A recent review explores the current understanding of the molecular effects of ruxolitinib and its place in the evolving landscape for the treatment of myeloproliferative neoplasms (MPNs).
Myeloproliferative neoplasms are linked by activation of cytokine-independent signaling through the Janus kinase/signal transducers and activators of transcription (JAK/STAT) cascade. Ruxolitinib, a tyrosine kinase inhibitor (TKI) that inhibits JAK1 and JAK2, is approved for use in intermediate- to high-risk patients with the MPNs primary myelofibrosis (MF) and polycythemia vera (PV) who are resistant to or intolerant of other treatment options. A recent review describes the current understanding of the clinical and molecular effects of ruxolitinib in MPNs, as well as the future of improved therapy for MPNs in the era of JAK inhibition.
Ruxolitinib has shown efficacy in reducing spleen volume and symptom burden versus other available treatments. However, the efficacy of the drug is variable across MPNs, and transformations to secondary MF and acute leukemia have been observed in patients receiving the drug. In MF, the treatment improves the odds of stabilization of bone marrow fibrosis and reduces the chance of worsening fibrosis in some patients, but it does not produce disease reversal, suggesting the need for further advancements in therapies.
Developing such therapies will require better understanding the genomic complexity of MPNs. A range of genes are found to be mutated in patients with MPNs; cooperating oncogenic mutations found alongside driver mutations may impact on disease phenotype and prognosis. The driver mutation JAK2 V617F is understood to result in higher thrombotic risk, for example, while the calreticulin gene (CALR) driver mutation appears to carry a lower risk of thrombosis and has been linked with better overall survival.

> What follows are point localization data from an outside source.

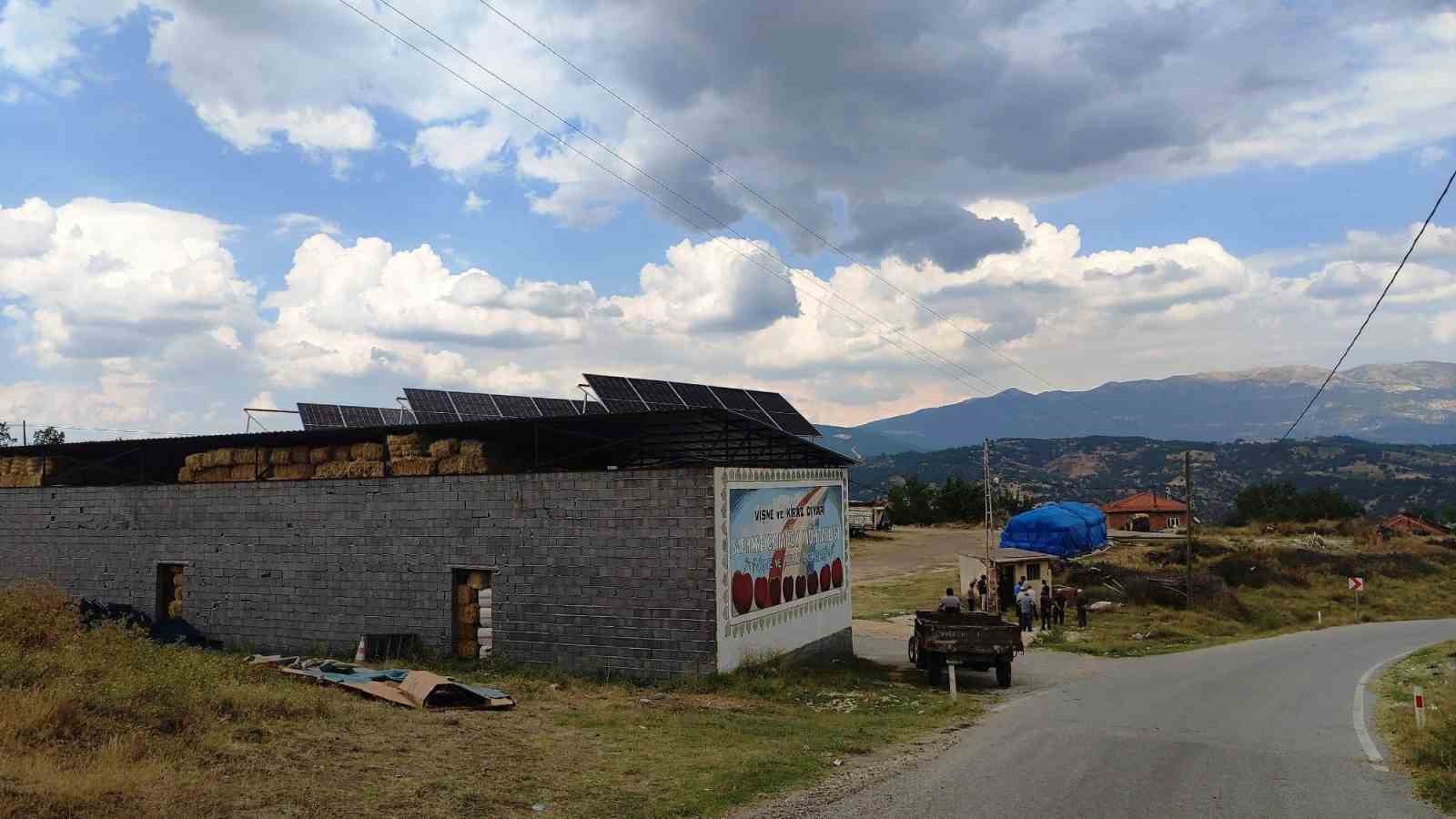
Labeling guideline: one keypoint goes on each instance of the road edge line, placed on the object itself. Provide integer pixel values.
(1359, 716)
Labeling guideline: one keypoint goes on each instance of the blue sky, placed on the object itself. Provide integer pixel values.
(215, 206)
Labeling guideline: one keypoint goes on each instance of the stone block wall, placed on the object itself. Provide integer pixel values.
(590, 570)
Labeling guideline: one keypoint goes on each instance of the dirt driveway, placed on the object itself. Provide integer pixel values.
(910, 550)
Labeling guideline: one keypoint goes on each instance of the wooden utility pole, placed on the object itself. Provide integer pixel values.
(986, 482)
(1188, 541)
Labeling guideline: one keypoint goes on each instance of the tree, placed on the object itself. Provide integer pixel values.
(48, 436)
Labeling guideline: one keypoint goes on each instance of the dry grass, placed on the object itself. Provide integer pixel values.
(1429, 755)
(108, 724)
(1276, 588)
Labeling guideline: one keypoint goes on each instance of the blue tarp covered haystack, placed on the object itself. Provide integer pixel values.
(1062, 530)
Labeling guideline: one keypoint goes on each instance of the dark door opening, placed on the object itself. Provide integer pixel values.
(473, 615)
(171, 586)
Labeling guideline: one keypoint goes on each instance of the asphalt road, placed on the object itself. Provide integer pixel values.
(1252, 729)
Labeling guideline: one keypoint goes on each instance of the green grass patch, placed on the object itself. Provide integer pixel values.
(885, 599)
(106, 723)
(1429, 755)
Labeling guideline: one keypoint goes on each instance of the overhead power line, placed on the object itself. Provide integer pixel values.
(761, 197)
(638, 188)
(1376, 307)
(721, 223)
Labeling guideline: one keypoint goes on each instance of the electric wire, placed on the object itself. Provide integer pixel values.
(761, 197)
(1376, 307)
(638, 188)
(674, 193)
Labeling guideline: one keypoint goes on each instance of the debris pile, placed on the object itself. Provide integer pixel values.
(399, 455)
(400, 687)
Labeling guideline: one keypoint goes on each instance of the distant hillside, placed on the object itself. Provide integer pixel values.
(1385, 402)
(1382, 477)
(861, 443)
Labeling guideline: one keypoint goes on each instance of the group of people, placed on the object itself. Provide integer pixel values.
(1053, 606)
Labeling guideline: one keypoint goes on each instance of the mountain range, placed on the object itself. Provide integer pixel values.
(1412, 402)
(1382, 477)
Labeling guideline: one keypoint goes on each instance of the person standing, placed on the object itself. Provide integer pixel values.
(1026, 605)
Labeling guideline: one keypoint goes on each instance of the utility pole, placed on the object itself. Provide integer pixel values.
(986, 482)
(1188, 542)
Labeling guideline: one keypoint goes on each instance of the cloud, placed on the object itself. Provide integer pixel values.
(286, 223)
(829, 108)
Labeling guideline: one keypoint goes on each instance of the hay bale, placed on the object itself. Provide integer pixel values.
(366, 468)
(291, 472)
(368, 452)
(410, 445)
(332, 470)
(411, 465)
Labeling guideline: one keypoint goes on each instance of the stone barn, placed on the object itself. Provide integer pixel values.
(647, 544)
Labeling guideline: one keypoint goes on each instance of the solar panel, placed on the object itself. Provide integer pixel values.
(659, 394)
(320, 416)
(363, 416)
(771, 401)
(517, 407)
(430, 401)
(557, 407)
(475, 405)
(794, 423)
(398, 417)
(696, 395)
(616, 392)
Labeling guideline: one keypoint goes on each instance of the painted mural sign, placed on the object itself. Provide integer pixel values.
(785, 547)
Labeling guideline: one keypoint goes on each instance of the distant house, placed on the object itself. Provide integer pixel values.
(1405, 523)
(1147, 511)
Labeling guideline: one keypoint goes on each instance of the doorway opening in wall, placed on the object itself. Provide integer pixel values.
(473, 612)
(171, 586)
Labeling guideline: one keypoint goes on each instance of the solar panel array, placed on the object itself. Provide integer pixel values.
(622, 394)
(339, 417)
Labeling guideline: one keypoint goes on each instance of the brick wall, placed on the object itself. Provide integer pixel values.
(593, 570)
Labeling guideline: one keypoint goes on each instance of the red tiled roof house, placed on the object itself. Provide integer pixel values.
(1147, 511)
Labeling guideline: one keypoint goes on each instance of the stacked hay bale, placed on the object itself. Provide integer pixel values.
(485, 632)
(399, 455)
(178, 581)
(26, 471)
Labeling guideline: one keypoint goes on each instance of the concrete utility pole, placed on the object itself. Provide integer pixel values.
(1188, 542)
(986, 484)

Mutated cooperating oncogenes also have important roles; in primary MF, mutations in the genes ASXL1, EZH2, SRSF2, for example, have been observed to independently predict shortened survival. Better understanding such molecular markers will help to provide individualized prognosis for patients, and to understand phenotype as well as thrombosis and transformation risk. “It is in this spectrum of disease that the role of [JAK inhibition and ruxolitinib] in particular will need to be defined,” write the authors, noting that molecular data from clinical trials of ruxolitinib is limited.
Another key issue for further investigation is the fact that MPN clones can persist despite JAK inhibition. This persistence may be because TKI therapy allows resistance to TKIs to develop. Another potential mechanism of resistance to ruxolitinib is recruitment of alternative cell signaling pathways. Reduced DNA repair mechanisms may also allow for clonal selection during ruxolitinib monotherapy.

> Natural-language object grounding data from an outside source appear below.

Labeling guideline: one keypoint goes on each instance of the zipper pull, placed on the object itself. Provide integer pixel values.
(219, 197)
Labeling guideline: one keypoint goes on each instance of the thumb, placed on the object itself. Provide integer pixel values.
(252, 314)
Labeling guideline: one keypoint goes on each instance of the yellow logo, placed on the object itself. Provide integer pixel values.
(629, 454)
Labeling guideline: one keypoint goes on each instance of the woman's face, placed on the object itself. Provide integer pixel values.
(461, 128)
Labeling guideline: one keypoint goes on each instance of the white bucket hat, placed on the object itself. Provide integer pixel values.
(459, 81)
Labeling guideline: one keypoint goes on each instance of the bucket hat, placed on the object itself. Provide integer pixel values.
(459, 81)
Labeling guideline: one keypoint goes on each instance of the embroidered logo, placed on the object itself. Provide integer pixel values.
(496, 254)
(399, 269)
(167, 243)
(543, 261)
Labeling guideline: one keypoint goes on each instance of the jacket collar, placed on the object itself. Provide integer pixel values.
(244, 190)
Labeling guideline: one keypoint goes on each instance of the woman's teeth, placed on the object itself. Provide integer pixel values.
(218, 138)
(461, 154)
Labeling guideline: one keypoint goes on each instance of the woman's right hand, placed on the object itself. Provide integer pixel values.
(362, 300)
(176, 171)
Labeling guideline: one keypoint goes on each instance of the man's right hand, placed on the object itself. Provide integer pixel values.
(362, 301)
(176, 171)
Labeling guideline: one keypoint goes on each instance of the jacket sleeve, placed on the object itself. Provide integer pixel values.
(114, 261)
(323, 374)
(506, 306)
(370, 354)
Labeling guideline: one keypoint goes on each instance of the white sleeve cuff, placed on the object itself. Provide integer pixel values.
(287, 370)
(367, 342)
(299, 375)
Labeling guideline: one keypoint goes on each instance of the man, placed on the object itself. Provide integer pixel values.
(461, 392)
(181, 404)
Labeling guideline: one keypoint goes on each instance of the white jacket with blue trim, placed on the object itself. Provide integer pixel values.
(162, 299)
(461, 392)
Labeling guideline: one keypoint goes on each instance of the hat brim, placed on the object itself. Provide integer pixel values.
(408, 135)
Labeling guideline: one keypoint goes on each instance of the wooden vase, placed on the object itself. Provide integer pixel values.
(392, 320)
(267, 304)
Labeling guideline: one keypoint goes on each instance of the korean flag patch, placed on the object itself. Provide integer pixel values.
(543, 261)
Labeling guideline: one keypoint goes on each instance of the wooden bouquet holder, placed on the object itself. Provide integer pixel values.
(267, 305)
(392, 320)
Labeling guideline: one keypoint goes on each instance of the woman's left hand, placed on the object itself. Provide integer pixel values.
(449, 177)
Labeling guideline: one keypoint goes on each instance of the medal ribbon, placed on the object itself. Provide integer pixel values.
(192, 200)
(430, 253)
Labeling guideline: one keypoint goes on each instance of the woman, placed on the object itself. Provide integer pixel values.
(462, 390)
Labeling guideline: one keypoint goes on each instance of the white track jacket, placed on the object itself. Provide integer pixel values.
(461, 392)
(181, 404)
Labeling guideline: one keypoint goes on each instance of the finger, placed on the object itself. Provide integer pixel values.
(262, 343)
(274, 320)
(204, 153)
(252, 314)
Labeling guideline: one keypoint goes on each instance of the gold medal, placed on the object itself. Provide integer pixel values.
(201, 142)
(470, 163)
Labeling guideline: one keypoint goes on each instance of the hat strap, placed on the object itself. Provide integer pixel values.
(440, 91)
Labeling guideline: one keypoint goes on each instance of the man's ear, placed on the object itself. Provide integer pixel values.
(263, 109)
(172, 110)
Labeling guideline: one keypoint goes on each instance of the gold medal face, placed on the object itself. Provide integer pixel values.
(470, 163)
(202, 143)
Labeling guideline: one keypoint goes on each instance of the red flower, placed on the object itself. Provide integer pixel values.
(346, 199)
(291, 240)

Furthermore, JAK inhibition may not be able to overcome the effects of histone modification—a key mechanism of epigenetic regulation that can enhance or repress gene transcription—so the role of combined epigenetic manipulation and JAK inhibition should be explored in trials.
Finally, inflammation is linked with neoplastic disease, and patients with MPNs have been shown to have higher levels of circulating cytokines. Ruxolitinib has shown good efficacy in an anti-inflammatory role, and this effect could be augmented through the use of Bromodomain and Extra-Terminal motif (BET) inhibitors. BET inhibition together with ruxolitinib has also been shown to result in reversal of bone marrow fibrosis and a reduction of disease burden.
JAK inhibition “has demonstrated good efficacy in symptom relief but more limited impact on disease modification,” conclude the authors. “Understanding how [JAK inhibition] affects and is affected by each of the key features of pathogenesis…is key to understanding how best to augment this therapy and establish an optimal therapeutic approach to this complex disease state.”
Reference
Greenfield G, McPherson S, Mills K, McMullin MF. The ruxolitinib effect: understanding how molecular pathogenesis and epigenetic dysregulation impact therapeutic efficacy in myeloproliferative neoplasms. J Transl Med. 2018;16: 360. doi: 10.1186/s12967-018-1729-7.